BUCHBESPRECHUNG / MEIN ERSTER SCHULTAG / OMAN

07/12/20 Schon wieder ein 1. Schultag. Einen Tag nach Nikolaus ist wieder mal Schulbeginn. Drei erste Schultage in einem Wintersemester und das nicht für alle... Wie es „früher“ war, berichtet in 31 Erzählungen und Verklärungen aus der Edition Tandem das Buch Mein erster Schultag – und was dann noch geschah.

Von Heidemarie Klabacher

„Im Gegensatz zu ehemaligen Mitschülern habe ich keine Erinnerung, dass wir damals die erste und zweite Singmesse und andere Lieder auswendig gelernt hätten“, schreibt der Komponist Franz Zaunschirm, dessen Weihnachtslieder-Bearbeitungen für Hausmusik (gefühlt von Alphorn bis Zither) gerade dieser Tage besonders gefragt sind. Ganz neu sind etwa die Liedsätze mit und für Tuba. „Meine Mutter wollte, dass ich ein Instrument lerne“, schreibt Zaunschirm, der von 1959 bis 1963 die Volksschule St. Margarethen im Lungau besuchte. Seine Erinnerung trägt den Titel Froschhaxln und Stagglmuse und wäre unter dem strengen Herrn Direktor – „Das Verhältnis zwischen Lehrer und Schüler empfand ich als formal, vielleicht als kühl“ – eine ausgewachsene Themenverfehlung samt Bombenfleck gewesen, denn vom ersten Schultag ist genau gar nicht die Rede: „Die Volksschule spielte damals für mich keine große Rolle.“ Dass ein Linkshänder umlernen musste, war damals so (was es nicht besser macht). Dass der eine Pfarrer ein Sadist und der andere „ein Segen für die Gemeinde war“ ist schon spannender. Entscheidend vielleicht gar für das Leben des Erzählers, der heute Professor für Harmonielehre und Kontrapunkt am Mozarteum ist. Er, Pfarrer Anton Winter, habe den Zehnjährigen gefragt, ob er nicht studieren wolle, und „uns Ministranten und die Gemeinde in vielerlei Hinsicht besonders auch musikalisch gefördert“. Und der Titel? Schlittenfahren wurde Froschhaxln genannt. Die Stagglmuse war eine Gruppe von sechs sieben Buben, die mit selbstgebastelten Instrumenten durch das Dorf gezogen war.

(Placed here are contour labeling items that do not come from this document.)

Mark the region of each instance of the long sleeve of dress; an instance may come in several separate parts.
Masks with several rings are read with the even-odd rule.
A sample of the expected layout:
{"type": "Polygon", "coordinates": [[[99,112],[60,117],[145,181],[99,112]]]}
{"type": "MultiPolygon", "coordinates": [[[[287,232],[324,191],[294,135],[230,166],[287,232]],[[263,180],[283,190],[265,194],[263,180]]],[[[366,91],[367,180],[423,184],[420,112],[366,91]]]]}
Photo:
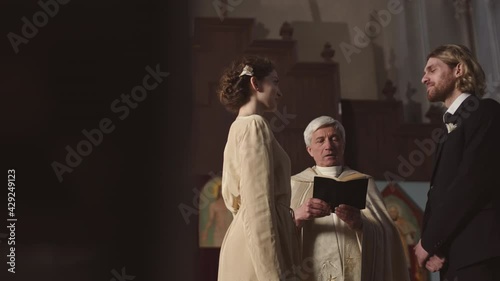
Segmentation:
{"type": "Polygon", "coordinates": [[[273,192],[273,135],[264,120],[248,124],[239,145],[241,161],[238,215],[243,221],[258,280],[279,280],[282,270],[273,192]]]}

Detailreich und anschaulich und wirklich zum Thema schreibt Charly, Rabanser, der Theatermensch den man so fix „innergebirg“ verortet, über seinen ersten Schultag in der Volksschule Nonntal: Vom Schulweg entlang der Alpenstraße („Natürlich fuhren auch schon damals die O-Busse, wenn ich mich recht entsinne, war es die Linie D, aber es wäre uns nie in den Sinn gekommen, damit zu fahren. Erstens kostete die Fahrt pro Kind 1 Schilling, und so weit war der Weg ja nun wirklich nicht, ungefähr eine halbe Stunde.“), über die letzten Schritte (für die der künftige Held, wie alle anderen auch, doch die Hand der Mama ergriffen hatte) bis durchs Tor und hinauf in den ersten Stock... Beiläufig, doch durchaus mehr als nur ironisch, sind etwa die Hinweise auf das Erlernen von Regeln „die einem geordneten Zusammenleben, einem sinnvollen Miteinander, keinesfalls abträglich sind – bereits am ersten Tag“.

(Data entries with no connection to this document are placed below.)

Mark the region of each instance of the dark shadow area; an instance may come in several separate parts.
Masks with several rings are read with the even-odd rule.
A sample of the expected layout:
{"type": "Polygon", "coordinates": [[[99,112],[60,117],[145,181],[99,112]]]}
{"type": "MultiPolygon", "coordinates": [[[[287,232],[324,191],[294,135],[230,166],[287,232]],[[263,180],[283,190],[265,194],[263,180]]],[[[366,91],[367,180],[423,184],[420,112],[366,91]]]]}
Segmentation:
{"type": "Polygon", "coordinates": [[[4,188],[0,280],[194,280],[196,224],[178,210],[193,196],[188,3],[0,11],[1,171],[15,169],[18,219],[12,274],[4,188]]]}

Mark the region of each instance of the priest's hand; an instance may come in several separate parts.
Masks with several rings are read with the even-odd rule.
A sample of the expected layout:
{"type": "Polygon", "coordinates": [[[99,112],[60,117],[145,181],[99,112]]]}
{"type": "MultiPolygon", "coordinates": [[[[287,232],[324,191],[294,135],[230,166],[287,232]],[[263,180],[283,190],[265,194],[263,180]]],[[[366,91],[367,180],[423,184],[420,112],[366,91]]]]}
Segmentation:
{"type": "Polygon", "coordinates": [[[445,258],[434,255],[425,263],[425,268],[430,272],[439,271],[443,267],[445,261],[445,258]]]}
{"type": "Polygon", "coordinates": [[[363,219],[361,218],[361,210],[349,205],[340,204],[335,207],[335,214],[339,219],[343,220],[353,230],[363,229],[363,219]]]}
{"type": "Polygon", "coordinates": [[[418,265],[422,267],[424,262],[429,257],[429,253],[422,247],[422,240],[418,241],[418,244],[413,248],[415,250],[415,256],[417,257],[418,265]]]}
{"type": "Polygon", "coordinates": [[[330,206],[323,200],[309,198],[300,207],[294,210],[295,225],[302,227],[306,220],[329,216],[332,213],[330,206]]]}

In die Schule gegangen dort wo man ihn auch heute suchen würde, ist ein anderer Theatermensch: „Meine Schulzeit begann am 3. September 1956 in der Volksschule Holzhausen“, schreibt Matthias Hochradl. Acht Jahre dauerte die Volksschulzeit damals noch: „Der Schulalltag begann um 8 Uhr und dauerte vorerst bis 12 Uhr. Dann ging es nach Hause zum Mittagessen, um 13 Uhr ging es an der Schule weiter, bist bis 15 Uhr.“ Da hat es – bei acht Volksschuljahren – die gemeinsame Unterstufe für alle schon einmal gegeben... Das Buch ist tatsächlich auch eine Fundgrube bildungspolitischer heißer Eisen. Dass in den Nachmittagsunterricht etwa auch das Einlagern von Torf „fachgerecht im Sinne der Vorstellungen“ des Direktors oder auch „Umgrabungsarbeiten in Frau Direktors Gemüsegarten“ gefallen sind, wurde nicht hinterfragt. Ohrfeigen (oder wie es andere Autoren erzählen, schlimmere physische und psychische Gewalt) hat es gegeben. Punkt. Doch stellt etwa ein Matthias Hochradl seiner Pflichtschulzeit ein positives Zeugnis aus.

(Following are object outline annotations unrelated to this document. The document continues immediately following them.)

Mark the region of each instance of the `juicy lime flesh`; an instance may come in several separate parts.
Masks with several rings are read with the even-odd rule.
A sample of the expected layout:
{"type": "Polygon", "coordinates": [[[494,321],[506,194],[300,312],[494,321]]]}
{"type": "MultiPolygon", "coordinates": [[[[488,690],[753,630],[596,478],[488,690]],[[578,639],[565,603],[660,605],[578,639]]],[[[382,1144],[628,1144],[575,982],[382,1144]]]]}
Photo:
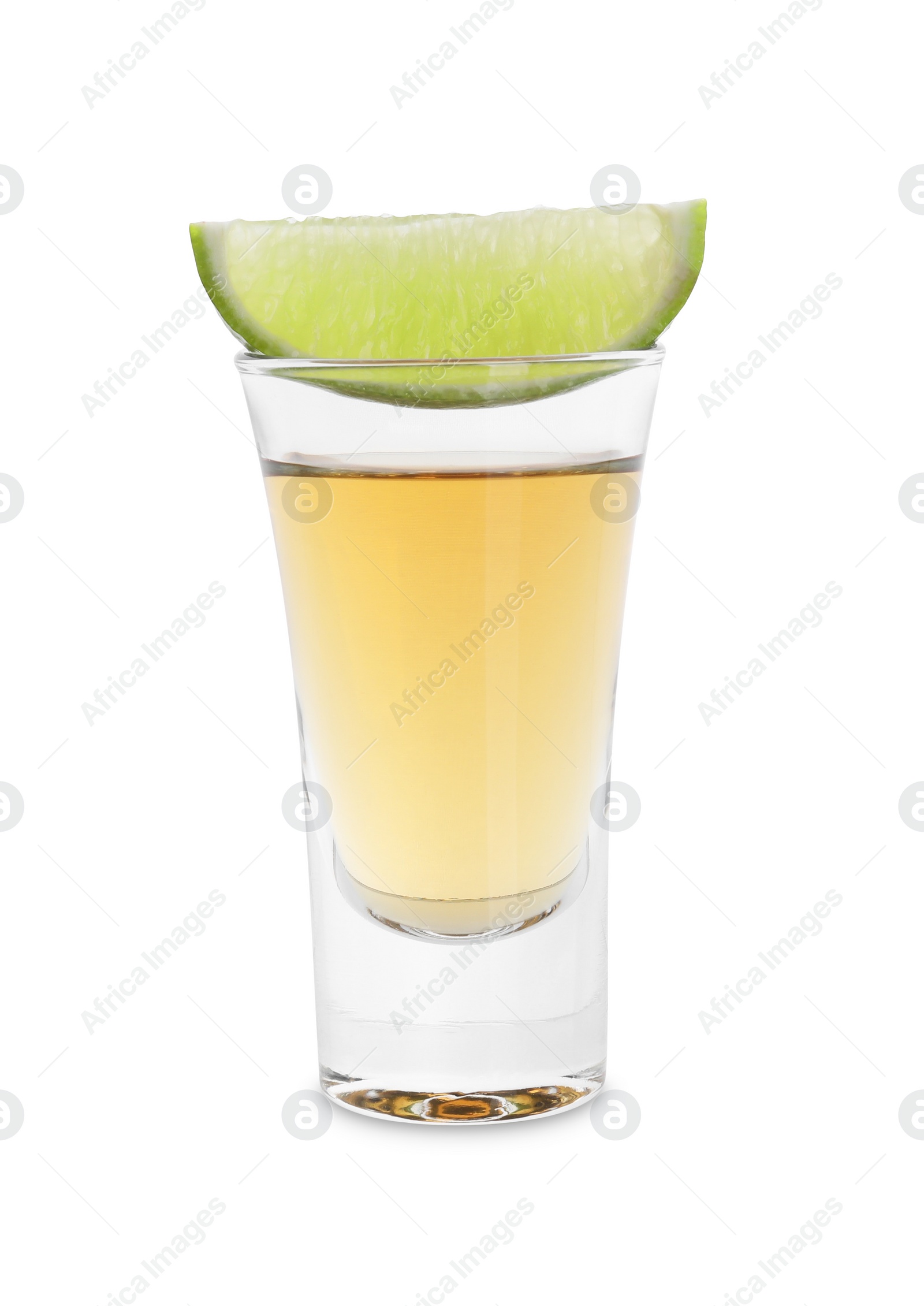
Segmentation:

Auch nichts über den ersten Schultag, dafür aber eine literarischen Anspruch verratende Skizze des sich im ersten Schuljahr erweiternden Lebenshorizonts schreibt die Literaturwissenschaftlerin Silvia Bengesser. Wunderschön das Denkmal, das sie dem Apfelmus setzt, das im Schatten zweier Bäume im Garten der Vöklabrucker Schulschwestern an die Kinder verteilt wurde: „Noch immer schmecke ich das leicht säuerliche Mus in meinem Mund, zubereitet aus längst vergessenen Apfelsorten...“

Vieles war ganz und gar nicht heil. Gewalt auch Missbrauch werden thematisiert. Aber Stefan Adamski müsste man, wären da nicht die Frau Weitgasser und der Herr Direktor Unterberger gewesen, um seine Frau Druckenthanner und seine Frau Kastenhuber beneiden.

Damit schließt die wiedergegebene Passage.